The equality holds when
$
Q =
R =
P_{
\frac
{e^{Z}}
{\mathbb{E} \left \lbrack e^{Z} \right \rbrack }
}
$, because in that case $D(Q \parallel R) =0$.
Variational formula for KL Divergence
As Eq.$\,$($\ref{eq:2}$) says $ D(Q \parallel P) \geq \mathbb{E}_{Q} \left \lbrack Z \right \rbrack - \log {\mathbb{E}_{p} \left \lbrack e^{Z} \right \rbrack } $ for every $Q \lt \lt P$ and every $Z$ such that $\mathbb{E}_{p} \left \lbrack e^{Z} \right \rbrack \lt \infty$, it indicates [ D(Q \parallel P) = \sup_{Z: \mathbb{E}_{p} \left \lbrack e^{Z} \right \rbrack \lt \infty} \mathbb{E}_{Q} \left \lbrack Z \right \rbrack - \log {\mathbb{E}_{p} \left \lbrack e^{Z} \right \rbrack }. \label{eq:3}\tag{3} ] Letting $Z = \log \frac{dQ}{dP}$, we have [ \mathbb{E}_{Q} \left \lbrack Z \right \rbrack - \log {\mathbb{E}_{p} \left \lbrack e^{Z} \right \rbrack } = \mathbb{E}_{Q} \left \lbrack \log \frac{dQ}{dP} \right \rbrack - \log \mathbb{E}_{p} \left \lbrack \frac{dQ}{dP} \right \rbrack , ] and because of [ {\mathbb{E}_{p} \left \lbrack \frac{dQ}{dP} \right \rbrack } = 1 ] from the definition of the tilting, the second term is $0$. Since [ \mathbb{E}_{Q} \left \lbrack \log \frac{dQ}{dP} \right \rbrack = D(Q \parallel P), ] it indicates that the equality of Eq.$\,$($\ref{eq:3}$) holds with $Z = \log \frac{dQ}{dP}$.

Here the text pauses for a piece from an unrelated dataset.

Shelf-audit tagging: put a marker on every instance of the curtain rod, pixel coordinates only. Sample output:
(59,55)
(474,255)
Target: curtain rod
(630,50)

Another Variational formula for KL Divergence
Jensen’s gap variational formula
For a convex function $f: I \mapsto \mathbb{R}$, the following is know as Jensen’s gap variational formula: [ \mathbb{E} \left \lbrack f(x) \right \rbrack - f \left ( \mathbb{E} \left \lbrack x \right \rbrack \right) = \min_{a \in I} \mathbb{E} \left \lbrack f(x) - f(a) - f’(a) (x-a) \right \rbrack. ] The equality holds when $a = \mathbb{E} \left \lbrack x \right \rbrack $, because the last term becomes $ f’(a) (\mathbb{E} \left \lbrack x \right \rbrack - \mathbb{E} \left \lbrack x \right \rbrack) = 0$.
Application to variance
Consider $f(x) = x^{2}$, then we have [ \mathbb{E} \left \lbrack x^{2} \right \rbrack - \mathbb{E} \left \lbrack x \right \rbrack ^{2} = \text{Var}(x) = \mathbb{E} \left \lbrack (x - \mathbb{E} \left \lbrack x \right \rbrack) ^{2}\right \rbrack. ] This can be expressed as [ = \min_{a} \mathbb{E} \left \lbrack x^{2} - a^{2} -2a (x-a) \right \rbrack = \min_{a} \mathbb{E} \left \lbrack (x - a) ^{2}\right \rbrack, ] meaning that the expected value minimizes the MSE.
Application to entropy
Consider $f(x) = x \log x$ for $x \in [0, \infty)$, then we have [ \mathbb{E} \left \lbrack x \log x \right \rbrack - \mathbb{E} \left \lbrack x \right \rbrack \log \mathbb{E} \left \lbrack x \right \rbrack = \text{Ent}(x) = \min_{a \gt 0} \mathbb{E} \left \lbrack x \log x - a \log a - (1 + \log a) (x -a) \right \rbrack = \min_{a \gt 0} \mathbb{E} \left \lbrack x \log \frac{x}{a} - (x -a) \right \rbrack ] When $x = \frac{dQ}{dP}$, [ \text{Ent}(x) = D(Q \parallel P) = \min_{a \gt 0} \mathbb{E}_{p} \left \lbrack \frac{dQ}{dP} \log \frac{dQ}{dP} - \log a - (\frac{dQ}{dP} -a) \right \rbrack, ] which is another variational formula for KL divergence.